Valdez will discuss the problems of citizenship in the United States and the blending of cultures in California. Following the lecture a panel of experts will discuss human rights and global citizenship.
Acknowledged as the "father of Chicano theater," Valdez is the author and director of numerous plays. He has also written and directed two films: “Zoot Suit” in 1981, based on his Broadway play of the same name and “La Bamba,” the 1987 hit movie based on the life of the Mexican-American rock’n’roll star, Ritchie Valens.
Valdez is the founder and artistic director of El Teatro Campesino, which translates to The Farmworkers Theater. Started in 1965, Valdez has led the theater company to international acclaim and numerous awards and honors, including membership on the National Endowment for the Arts Council.
Born June 26, 1940 in Delano, California, Valdez was raised in the agricultural labor camps around California where his parents worked in the fields, picking whatever crop was in season. A small role in an elementary school play and witnessing his parents and those like them work the long, grueling hours for little pay moved Valdez to use the theater to shed light on the Latino experience.

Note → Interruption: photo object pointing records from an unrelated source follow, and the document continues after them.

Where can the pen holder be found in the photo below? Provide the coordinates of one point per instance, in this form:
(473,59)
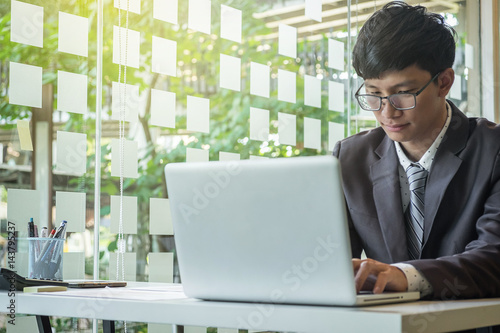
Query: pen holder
(45,258)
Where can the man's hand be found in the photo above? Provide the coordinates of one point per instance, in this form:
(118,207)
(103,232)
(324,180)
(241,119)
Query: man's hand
(373,275)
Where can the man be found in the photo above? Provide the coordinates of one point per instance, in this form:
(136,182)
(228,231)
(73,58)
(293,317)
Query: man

"I took what I most feared, the thing I was most ashamed of, and turned it into something I could write about," Valdez once told a group of university students.
The Valdez lecture is presented by Eleanor Roosevelt and Thurgood Marshall Colleges and the Helen Edison Lecture Series.
In accordance with a major gift from a late philanthropist, the Helen Edison Lecture Series presents ongoing free public lectures on issues that advance humanitarian purposes and objectives. Attended annually by thousands, speakers include former Vice President Al Gore, Nobel Peace Prize winner Muhammad Yunus, former secretary of defense Robert McNamara, and Nobel Prize in Literature winner Toni Morrison.